Attackers can’t use a secret that no longer works, and if your secrets that might be in an LLM have been rotated, they become nothing more than useless high-entropy strings.
Tip 2: Clean up your data
Element no. 6 in the OWASP Top 10 for LLM is “Disclosure of Sensitive Information”:
LLMs may inadvertently reveal sensitive data in their responses, leading to unauthorized data access, privacy breaches, and security breaches. It is critical to implement data sanitization and strict user policies to mitigate this issue.
While deliberately designed prompts can cause LLMs to reveal sensitive data, they can also do so accidentally. The best way to ensure that LLM does not reveal sensitive data is to ensure that LLM never knows.
This is more focused when you are forming an LLM for use by people who may not always have your best interests at heart or people who simply should not have access to certain information. Whether it’s your secrets or secret sauce, only those who need access to it should have it… and your LLM is probably not one of those people.
Using open source tools or paid services to scan your training data for secrets BEFORE providing the data to your LLM will help remove secrets. What your LLM doesn’t know, they can’t say.
Tip 3: Patch regularly and limit privileges
We recently saw a piece about using .env files and environment variables as a way to keep secrets available in your code, but out of your code. But what if your LLM could be asked to disclose environmental variables… or do something worse?

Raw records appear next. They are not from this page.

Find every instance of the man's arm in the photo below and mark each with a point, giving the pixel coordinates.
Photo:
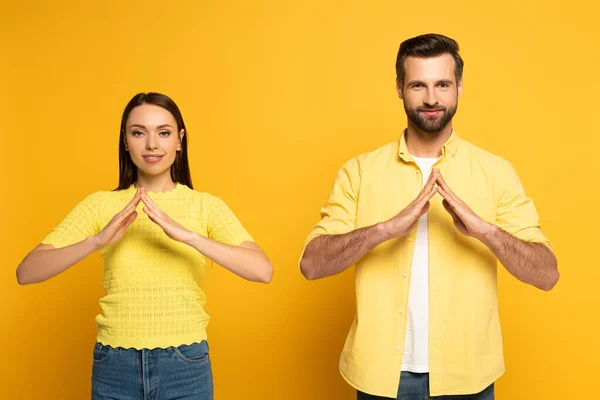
(328, 255)
(532, 263)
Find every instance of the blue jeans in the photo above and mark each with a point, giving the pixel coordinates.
(416, 387)
(181, 373)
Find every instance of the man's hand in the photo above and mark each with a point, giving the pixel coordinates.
(465, 220)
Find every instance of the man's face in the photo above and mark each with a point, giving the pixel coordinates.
(430, 91)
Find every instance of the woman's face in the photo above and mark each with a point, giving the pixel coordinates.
(152, 139)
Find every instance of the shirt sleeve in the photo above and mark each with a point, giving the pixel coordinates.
(338, 215)
(223, 226)
(78, 225)
(516, 213)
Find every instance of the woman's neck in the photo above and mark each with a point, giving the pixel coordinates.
(153, 183)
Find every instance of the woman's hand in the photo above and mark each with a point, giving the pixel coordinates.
(171, 228)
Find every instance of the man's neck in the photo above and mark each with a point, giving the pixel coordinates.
(426, 144)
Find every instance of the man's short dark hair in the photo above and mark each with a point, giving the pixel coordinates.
(426, 46)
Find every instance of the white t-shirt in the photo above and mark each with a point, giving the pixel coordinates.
(416, 344)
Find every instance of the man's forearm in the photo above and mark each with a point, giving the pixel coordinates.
(331, 254)
(532, 263)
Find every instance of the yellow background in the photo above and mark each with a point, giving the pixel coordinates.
(276, 96)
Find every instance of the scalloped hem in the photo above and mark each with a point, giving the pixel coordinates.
(138, 343)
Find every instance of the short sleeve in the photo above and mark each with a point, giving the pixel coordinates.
(516, 213)
(78, 225)
(223, 226)
(338, 215)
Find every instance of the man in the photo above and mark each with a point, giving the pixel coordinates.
(424, 219)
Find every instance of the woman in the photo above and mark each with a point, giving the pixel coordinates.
(152, 330)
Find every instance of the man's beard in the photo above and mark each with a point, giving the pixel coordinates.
(429, 124)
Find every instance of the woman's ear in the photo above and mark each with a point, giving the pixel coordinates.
(181, 135)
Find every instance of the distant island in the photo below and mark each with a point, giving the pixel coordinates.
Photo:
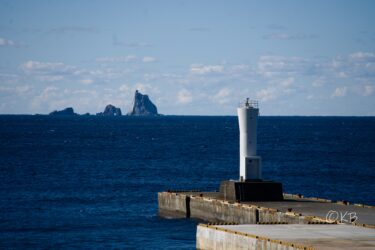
(142, 106)
(68, 111)
(110, 110)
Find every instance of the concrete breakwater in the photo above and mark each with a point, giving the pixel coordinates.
(293, 210)
(294, 223)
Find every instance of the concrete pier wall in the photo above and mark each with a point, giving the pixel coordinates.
(211, 237)
(217, 210)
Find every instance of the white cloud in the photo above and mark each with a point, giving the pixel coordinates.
(148, 59)
(362, 56)
(206, 69)
(267, 94)
(286, 36)
(117, 59)
(287, 82)
(270, 66)
(48, 68)
(86, 81)
(124, 88)
(339, 92)
(8, 43)
(222, 96)
(184, 96)
(319, 82)
(368, 90)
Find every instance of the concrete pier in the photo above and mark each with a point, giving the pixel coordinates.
(284, 237)
(293, 210)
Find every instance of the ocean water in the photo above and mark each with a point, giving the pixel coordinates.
(92, 182)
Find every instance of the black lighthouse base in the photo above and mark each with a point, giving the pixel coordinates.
(251, 190)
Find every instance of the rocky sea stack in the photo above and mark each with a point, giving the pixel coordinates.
(65, 112)
(142, 106)
(110, 110)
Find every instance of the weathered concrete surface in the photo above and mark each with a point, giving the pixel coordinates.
(285, 237)
(293, 210)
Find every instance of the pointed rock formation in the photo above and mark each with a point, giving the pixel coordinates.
(142, 106)
(110, 110)
(68, 111)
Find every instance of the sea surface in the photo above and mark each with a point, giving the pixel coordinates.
(91, 182)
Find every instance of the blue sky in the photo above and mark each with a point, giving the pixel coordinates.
(190, 57)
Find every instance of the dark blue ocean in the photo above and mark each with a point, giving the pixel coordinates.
(92, 182)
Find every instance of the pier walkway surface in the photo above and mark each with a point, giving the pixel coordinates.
(295, 223)
(296, 236)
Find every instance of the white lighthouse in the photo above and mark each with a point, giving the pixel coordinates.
(250, 163)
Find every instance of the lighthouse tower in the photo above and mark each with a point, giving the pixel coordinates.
(250, 186)
(250, 163)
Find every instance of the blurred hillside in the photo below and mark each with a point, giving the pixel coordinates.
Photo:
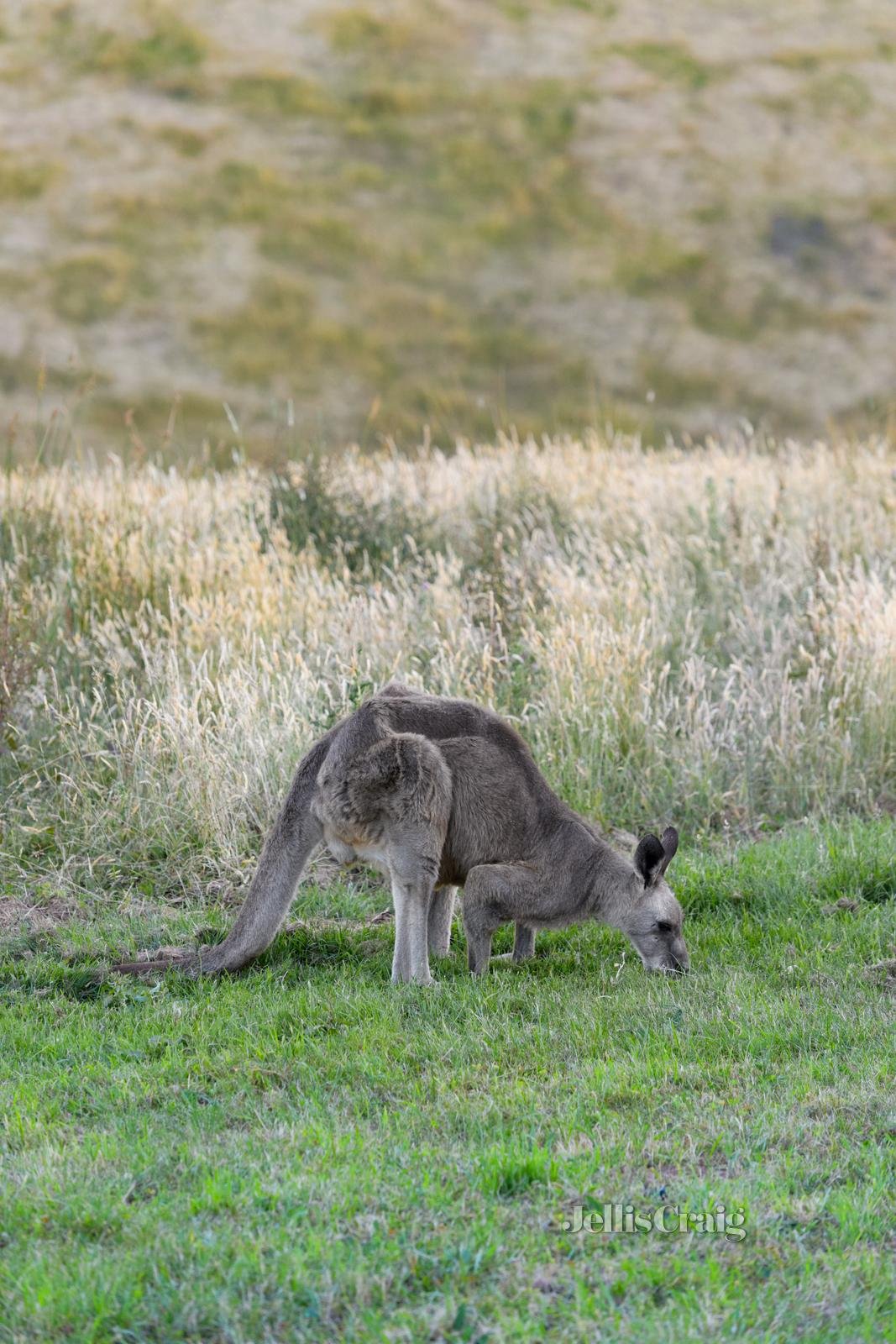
(356, 219)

This combines both element no. 2 (“Insecure Output Handling”) that item no. 8 (“Excessive Agency”).
- Insecure output handling: This vulnerability occurs when LLM output is accepted out of control, exposing backend systems. Improper use can lead to serious consequences such as XSS, CSRF, SSRF, privilege escalation, or remote code execution.
- Excessive agency: LLM-based systems can take actions that lead to unintended consequences. The problem arises from excessive functionality, permissions, or autonomy granted to LLM-based systems.

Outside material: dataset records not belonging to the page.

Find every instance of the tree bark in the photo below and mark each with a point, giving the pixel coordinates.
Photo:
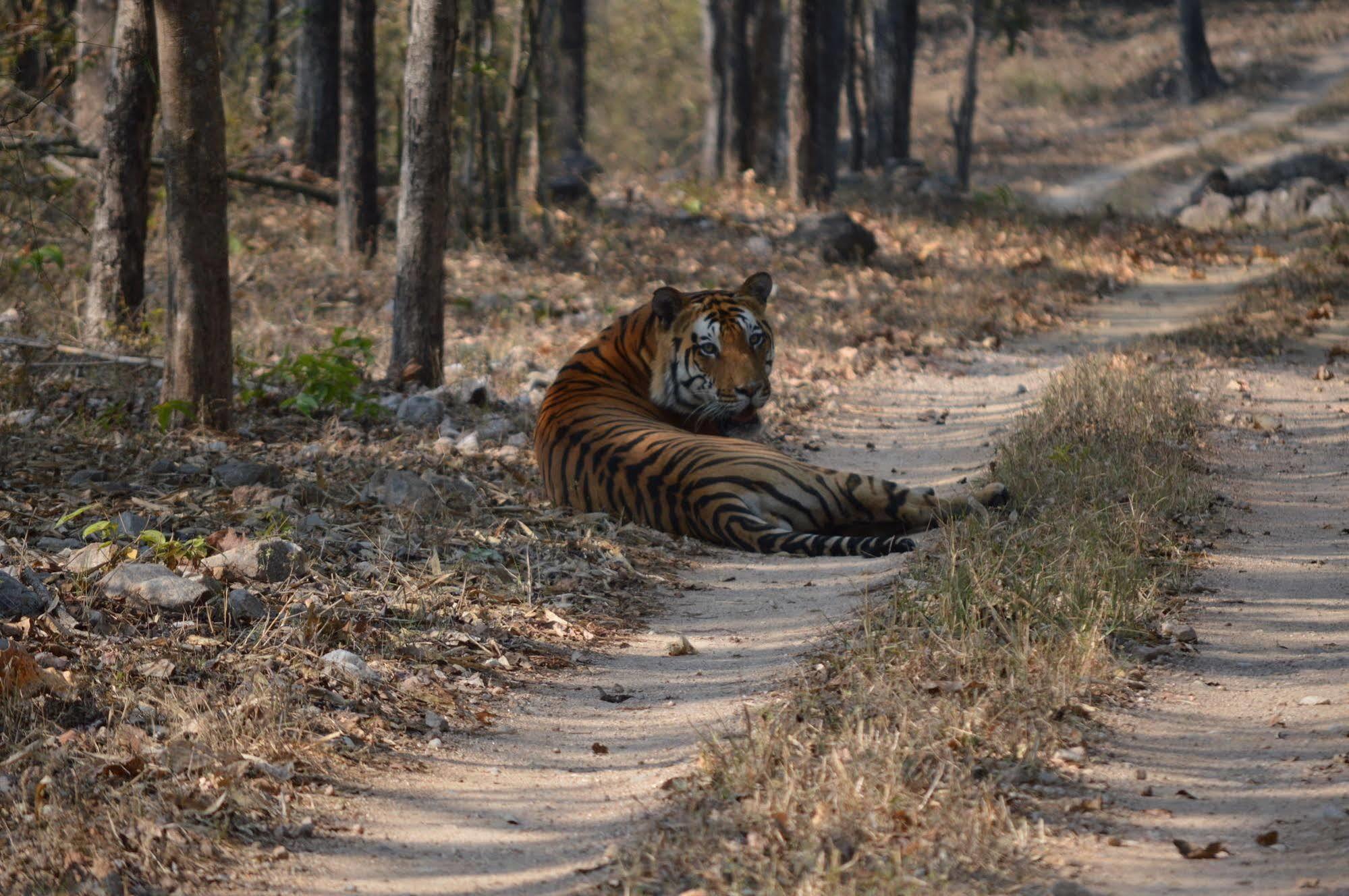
(717, 119)
(117, 253)
(962, 122)
(572, 71)
(1201, 79)
(270, 67)
(358, 207)
(424, 195)
(904, 14)
(769, 98)
(317, 87)
(94, 38)
(818, 34)
(198, 356)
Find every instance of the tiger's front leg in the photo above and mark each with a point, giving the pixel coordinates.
(889, 505)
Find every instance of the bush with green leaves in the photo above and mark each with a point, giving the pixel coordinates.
(329, 380)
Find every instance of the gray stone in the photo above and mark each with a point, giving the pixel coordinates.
(1332, 206)
(246, 607)
(760, 248)
(1213, 213)
(453, 489)
(153, 585)
(246, 473)
(130, 524)
(266, 561)
(400, 489)
(839, 238)
(494, 428)
(421, 411)
(348, 663)
(55, 546)
(18, 600)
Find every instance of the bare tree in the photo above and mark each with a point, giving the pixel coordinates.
(270, 65)
(358, 206)
(1201, 78)
(93, 37)
(962, 121)
(424, 195)
(904, 18)
(117, 254)
(317, 87)
(198, 357)
(817, 37)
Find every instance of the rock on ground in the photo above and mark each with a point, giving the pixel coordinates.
(838, 235)
(266, 561)
(153, 585)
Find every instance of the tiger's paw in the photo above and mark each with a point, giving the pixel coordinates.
(993, 495)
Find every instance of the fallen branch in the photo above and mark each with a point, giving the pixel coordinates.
(49, 146)
(135, 361)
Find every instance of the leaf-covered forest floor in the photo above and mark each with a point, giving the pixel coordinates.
(162, 747)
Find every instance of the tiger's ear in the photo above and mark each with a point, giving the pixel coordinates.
(665, 304)
(760, 287)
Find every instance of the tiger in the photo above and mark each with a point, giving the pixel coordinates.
(652, 420)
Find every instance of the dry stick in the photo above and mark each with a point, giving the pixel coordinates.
(66, 148)
(81, 353)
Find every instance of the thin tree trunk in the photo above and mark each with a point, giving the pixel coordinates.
(823, 26)
(962, 121)
(424, 195)
(117, 252)
(854, 84)
(715, 121)
(572, 69)
(358, 207)
(93, 33)
(270, 67)
(768, 79)
(198, 356)
(794, 160)
(317, 87)
(1201, 78)
(904, 14)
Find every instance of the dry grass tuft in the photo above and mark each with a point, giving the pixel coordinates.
(912, 752)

It is difficult to separate them from each other because they can make each other worse. If an LLM can be tricked into doing something and its operating context has unnecessary privileges, the potential for arbitrary code execution to cause serious harm is multiplied.
Every developer has seen the cartoon “Exploits of a Mom” in which a boy named “Robert”); DROP TABLE Students;”` deletes a school’s student database. Even though an LLM seems smart, it’s actually no smarter than a SQL database. It’s like your “comedian” brother who convinces your little nephew to repeat swear words at grandma, wrong inputs can create bad results. Both should be sanitized and considered unreliable.
Additionally, you need to set guardrails around what the LLM or app can do, considering the principle of least privilege. Essentially, apps that use or enable LLM and the LLM infrastructure should not have access to data or functionality that they absolutely do not need, so that they cannot accidentally put it at the service of a hacker.
AI can still be considered in its infancy and, as with any child, should not be given the freedom to wander into any non-childproof room. LLMs may misunderstand, hallucinate, and be deliberately misled. When this happens, good locks, good walls, and good filters should help prevent them from accessing or revealing secrets.
In summary
Large language models are an amazing tool. They are set to revolutionize a number of professions, processes and industries. But they are distant they come from mature technology, and many are adopting them recklessly for fear of being left behind.
As you would with any child who has developed enough mobility to get into trouble, you need to keep an eye on him and lock any cabinets you don’t want him to get into. Proceed with large language models, but proceed with caution.